Kimblerley A. Strassel argues that the majority of women who vote Democratic are out there for the Republican plucking. What, might you ask, is the strategy? Well, apparently women no longer care about such trivial “70s” issues as whether they will be discriminated against in the workplace or whether the state will force them to carry an unwanted pregnancy to term (and certainly it’s not like either of these are live issues that could turn on recent Supreme Court appointments or anything!) No, what’s really important to women — although we’re not treated to anything as gauche as evidence — is…tax cuts for the wealthy. Finally, a Republican with the courage to propose something new!

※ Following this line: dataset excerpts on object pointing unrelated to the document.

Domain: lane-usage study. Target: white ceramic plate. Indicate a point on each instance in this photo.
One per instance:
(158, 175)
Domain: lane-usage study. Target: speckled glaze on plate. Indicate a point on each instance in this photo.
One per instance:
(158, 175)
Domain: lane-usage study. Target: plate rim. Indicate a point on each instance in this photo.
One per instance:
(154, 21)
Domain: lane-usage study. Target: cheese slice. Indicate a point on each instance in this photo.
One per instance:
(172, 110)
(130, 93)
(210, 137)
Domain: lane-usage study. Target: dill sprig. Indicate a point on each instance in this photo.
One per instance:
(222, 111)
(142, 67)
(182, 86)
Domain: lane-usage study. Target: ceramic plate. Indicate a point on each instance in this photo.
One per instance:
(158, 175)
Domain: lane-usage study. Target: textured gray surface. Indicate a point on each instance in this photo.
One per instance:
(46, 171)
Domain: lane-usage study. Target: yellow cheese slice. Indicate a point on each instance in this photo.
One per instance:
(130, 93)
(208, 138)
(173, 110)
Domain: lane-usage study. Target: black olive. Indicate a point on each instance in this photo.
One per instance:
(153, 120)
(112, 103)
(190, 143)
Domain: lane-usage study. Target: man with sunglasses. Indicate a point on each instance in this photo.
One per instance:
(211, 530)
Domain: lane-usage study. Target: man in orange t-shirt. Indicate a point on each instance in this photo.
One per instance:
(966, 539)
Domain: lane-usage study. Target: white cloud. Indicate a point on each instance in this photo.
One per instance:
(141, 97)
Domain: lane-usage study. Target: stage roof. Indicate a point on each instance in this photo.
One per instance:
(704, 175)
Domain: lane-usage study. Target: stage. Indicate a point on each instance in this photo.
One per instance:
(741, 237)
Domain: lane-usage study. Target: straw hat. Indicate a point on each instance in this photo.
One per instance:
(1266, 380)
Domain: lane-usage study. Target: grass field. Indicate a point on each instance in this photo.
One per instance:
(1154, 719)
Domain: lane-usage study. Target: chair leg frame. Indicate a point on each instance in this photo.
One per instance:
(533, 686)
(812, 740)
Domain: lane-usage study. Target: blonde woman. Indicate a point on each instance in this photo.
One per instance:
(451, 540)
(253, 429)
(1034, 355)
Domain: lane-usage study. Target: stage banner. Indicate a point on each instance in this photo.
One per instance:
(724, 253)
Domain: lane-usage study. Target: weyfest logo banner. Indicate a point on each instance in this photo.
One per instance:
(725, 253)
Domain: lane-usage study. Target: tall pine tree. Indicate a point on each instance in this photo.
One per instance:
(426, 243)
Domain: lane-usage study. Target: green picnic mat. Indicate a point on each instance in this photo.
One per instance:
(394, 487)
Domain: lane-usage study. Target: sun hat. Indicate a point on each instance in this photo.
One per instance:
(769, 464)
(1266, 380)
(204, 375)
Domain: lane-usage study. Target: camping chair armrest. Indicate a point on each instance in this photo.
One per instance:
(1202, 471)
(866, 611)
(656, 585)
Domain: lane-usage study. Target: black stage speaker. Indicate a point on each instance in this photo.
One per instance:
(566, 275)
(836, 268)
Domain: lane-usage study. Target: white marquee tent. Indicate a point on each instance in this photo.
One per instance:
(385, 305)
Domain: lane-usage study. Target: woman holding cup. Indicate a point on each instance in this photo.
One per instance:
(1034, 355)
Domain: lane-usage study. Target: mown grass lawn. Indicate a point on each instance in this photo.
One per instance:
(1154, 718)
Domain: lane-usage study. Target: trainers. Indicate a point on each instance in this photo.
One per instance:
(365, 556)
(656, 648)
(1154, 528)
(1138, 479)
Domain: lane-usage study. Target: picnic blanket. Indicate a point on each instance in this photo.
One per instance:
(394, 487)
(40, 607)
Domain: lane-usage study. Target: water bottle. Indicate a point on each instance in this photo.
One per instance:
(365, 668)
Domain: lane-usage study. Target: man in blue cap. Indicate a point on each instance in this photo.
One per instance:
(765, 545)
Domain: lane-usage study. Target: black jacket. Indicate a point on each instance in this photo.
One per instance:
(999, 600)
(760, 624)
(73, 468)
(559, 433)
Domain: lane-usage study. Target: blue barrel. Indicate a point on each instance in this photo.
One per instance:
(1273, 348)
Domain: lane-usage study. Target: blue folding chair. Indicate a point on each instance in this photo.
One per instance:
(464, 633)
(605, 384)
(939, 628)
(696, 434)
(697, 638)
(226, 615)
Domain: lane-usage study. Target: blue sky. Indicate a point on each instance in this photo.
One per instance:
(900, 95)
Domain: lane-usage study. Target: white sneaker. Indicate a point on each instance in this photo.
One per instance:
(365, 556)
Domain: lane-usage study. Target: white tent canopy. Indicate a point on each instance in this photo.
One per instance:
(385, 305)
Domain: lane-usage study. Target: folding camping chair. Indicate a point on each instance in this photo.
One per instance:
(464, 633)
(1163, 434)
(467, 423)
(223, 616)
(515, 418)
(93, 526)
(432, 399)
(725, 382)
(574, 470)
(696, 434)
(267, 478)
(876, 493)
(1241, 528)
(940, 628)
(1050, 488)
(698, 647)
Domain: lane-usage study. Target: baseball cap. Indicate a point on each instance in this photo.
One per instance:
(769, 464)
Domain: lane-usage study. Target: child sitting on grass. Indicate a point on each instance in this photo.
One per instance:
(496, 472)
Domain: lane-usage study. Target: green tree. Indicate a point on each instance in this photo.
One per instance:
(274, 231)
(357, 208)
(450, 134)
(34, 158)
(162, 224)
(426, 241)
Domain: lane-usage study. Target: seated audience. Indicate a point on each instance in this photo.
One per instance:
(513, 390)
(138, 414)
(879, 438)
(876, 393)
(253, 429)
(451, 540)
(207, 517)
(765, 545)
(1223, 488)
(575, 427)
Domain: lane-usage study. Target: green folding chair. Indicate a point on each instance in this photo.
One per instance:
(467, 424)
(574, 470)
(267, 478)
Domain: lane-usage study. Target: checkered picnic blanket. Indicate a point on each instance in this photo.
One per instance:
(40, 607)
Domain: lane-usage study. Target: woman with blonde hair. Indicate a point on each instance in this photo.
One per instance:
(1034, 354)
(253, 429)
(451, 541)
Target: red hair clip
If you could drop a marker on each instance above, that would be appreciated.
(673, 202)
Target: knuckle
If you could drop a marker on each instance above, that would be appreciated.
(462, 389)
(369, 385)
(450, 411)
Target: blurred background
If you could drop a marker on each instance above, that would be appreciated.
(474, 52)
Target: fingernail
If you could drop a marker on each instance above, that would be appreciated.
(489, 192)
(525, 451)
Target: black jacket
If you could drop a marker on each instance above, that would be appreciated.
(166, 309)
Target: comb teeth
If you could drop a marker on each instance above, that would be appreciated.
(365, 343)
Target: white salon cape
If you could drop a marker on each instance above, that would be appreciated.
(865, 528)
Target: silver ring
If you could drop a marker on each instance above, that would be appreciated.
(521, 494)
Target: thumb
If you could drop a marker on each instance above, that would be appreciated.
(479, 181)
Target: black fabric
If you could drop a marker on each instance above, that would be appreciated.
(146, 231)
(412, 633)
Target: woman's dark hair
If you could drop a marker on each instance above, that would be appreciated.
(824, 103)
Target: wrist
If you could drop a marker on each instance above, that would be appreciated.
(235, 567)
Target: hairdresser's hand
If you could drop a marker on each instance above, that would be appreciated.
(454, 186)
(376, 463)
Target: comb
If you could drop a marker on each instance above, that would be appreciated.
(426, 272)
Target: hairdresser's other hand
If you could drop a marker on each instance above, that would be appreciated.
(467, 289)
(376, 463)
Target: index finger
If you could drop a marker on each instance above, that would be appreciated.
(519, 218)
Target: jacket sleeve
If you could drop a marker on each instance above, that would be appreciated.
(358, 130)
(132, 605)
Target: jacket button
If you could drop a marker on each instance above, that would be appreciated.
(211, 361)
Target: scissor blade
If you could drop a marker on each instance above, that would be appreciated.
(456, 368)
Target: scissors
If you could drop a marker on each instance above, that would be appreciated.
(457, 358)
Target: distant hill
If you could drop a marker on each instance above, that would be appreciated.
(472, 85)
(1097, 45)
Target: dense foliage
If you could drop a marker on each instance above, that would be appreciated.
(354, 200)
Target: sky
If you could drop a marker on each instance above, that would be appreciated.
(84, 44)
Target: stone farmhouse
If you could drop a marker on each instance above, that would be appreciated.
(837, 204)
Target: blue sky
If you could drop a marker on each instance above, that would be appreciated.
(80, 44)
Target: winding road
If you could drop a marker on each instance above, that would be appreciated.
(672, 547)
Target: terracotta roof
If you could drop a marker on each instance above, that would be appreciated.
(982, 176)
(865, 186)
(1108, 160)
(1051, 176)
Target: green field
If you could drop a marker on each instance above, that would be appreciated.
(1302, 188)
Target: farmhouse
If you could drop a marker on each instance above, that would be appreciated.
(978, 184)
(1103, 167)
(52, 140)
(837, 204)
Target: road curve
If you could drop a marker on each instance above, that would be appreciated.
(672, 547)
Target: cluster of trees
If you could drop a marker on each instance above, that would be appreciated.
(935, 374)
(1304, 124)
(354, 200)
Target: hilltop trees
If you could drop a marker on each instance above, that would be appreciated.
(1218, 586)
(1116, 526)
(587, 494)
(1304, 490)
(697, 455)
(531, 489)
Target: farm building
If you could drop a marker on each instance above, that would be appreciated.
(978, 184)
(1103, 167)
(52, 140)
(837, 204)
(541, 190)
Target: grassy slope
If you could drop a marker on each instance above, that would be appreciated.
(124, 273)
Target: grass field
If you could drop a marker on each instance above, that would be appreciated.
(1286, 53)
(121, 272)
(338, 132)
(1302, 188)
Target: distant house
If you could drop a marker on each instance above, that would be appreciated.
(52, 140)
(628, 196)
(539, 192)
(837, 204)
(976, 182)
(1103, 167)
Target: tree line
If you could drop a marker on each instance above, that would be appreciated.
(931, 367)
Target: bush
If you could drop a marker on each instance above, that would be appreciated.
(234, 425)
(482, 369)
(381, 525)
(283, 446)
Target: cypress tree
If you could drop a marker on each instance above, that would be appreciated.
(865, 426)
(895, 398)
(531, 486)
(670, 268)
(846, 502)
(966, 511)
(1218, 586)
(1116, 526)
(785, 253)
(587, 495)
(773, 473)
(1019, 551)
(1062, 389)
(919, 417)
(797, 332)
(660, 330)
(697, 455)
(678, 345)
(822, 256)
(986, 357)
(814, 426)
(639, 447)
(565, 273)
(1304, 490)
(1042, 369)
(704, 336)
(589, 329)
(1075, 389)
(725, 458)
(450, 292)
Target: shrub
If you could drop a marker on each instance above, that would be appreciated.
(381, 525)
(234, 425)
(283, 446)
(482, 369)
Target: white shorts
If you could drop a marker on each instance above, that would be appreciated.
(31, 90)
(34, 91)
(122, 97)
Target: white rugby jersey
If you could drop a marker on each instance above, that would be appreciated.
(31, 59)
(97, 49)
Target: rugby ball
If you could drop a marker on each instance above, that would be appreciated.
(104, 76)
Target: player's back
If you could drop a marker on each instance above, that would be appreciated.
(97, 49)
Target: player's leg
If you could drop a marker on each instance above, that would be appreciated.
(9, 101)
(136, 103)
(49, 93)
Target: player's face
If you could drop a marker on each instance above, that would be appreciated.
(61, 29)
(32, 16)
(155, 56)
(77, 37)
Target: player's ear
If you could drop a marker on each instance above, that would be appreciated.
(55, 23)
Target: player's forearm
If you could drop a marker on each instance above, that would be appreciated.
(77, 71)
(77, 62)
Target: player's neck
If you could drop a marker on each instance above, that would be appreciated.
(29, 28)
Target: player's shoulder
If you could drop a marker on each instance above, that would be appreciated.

Most married women are second-earners. That means their income is added to that of their husband’s, and thus taxed at his highest marginal rate. So the married woman working as a secretary keeps less of her paycheck than the single woman who does the exact same job. This is the ultimate in “inequality,” yet Democrats constantly promote the very tax code that punishes married working women. In some cases, the tax burdens and child-care expenses for second-earners are so burdensome they can’t afford a career. But when was the last time a Republican pointed out that Ms. Clinton was helping to keep ladies in the kitchen?

So let me get that straight. As a political strategy, the Republicans should appeal to an already Republican group (affluent married women) by proposing a policy that will do absolutely nothing to help an expanding group that is for obvious reasons fleeing the GOP in droves (single women.) I’d also be interested in seeing a defense of the proposition that treating the income of male and female earners in a marriage equally is the “ultimate in inequality” while pay discrimination is trivial. And then there’s the “burdensome” problem of “child-care expenses.” How is the state going to address this problem while forgoing substantial amounts of revenue by treating the income of married people exactly like single people? Look, it’s Halley’s Comet! And, finally, apparently Republicans appeal to contemporary women by simply assuming that men will be the primary breadwinner and women are secondary workers responsible for the childrearing.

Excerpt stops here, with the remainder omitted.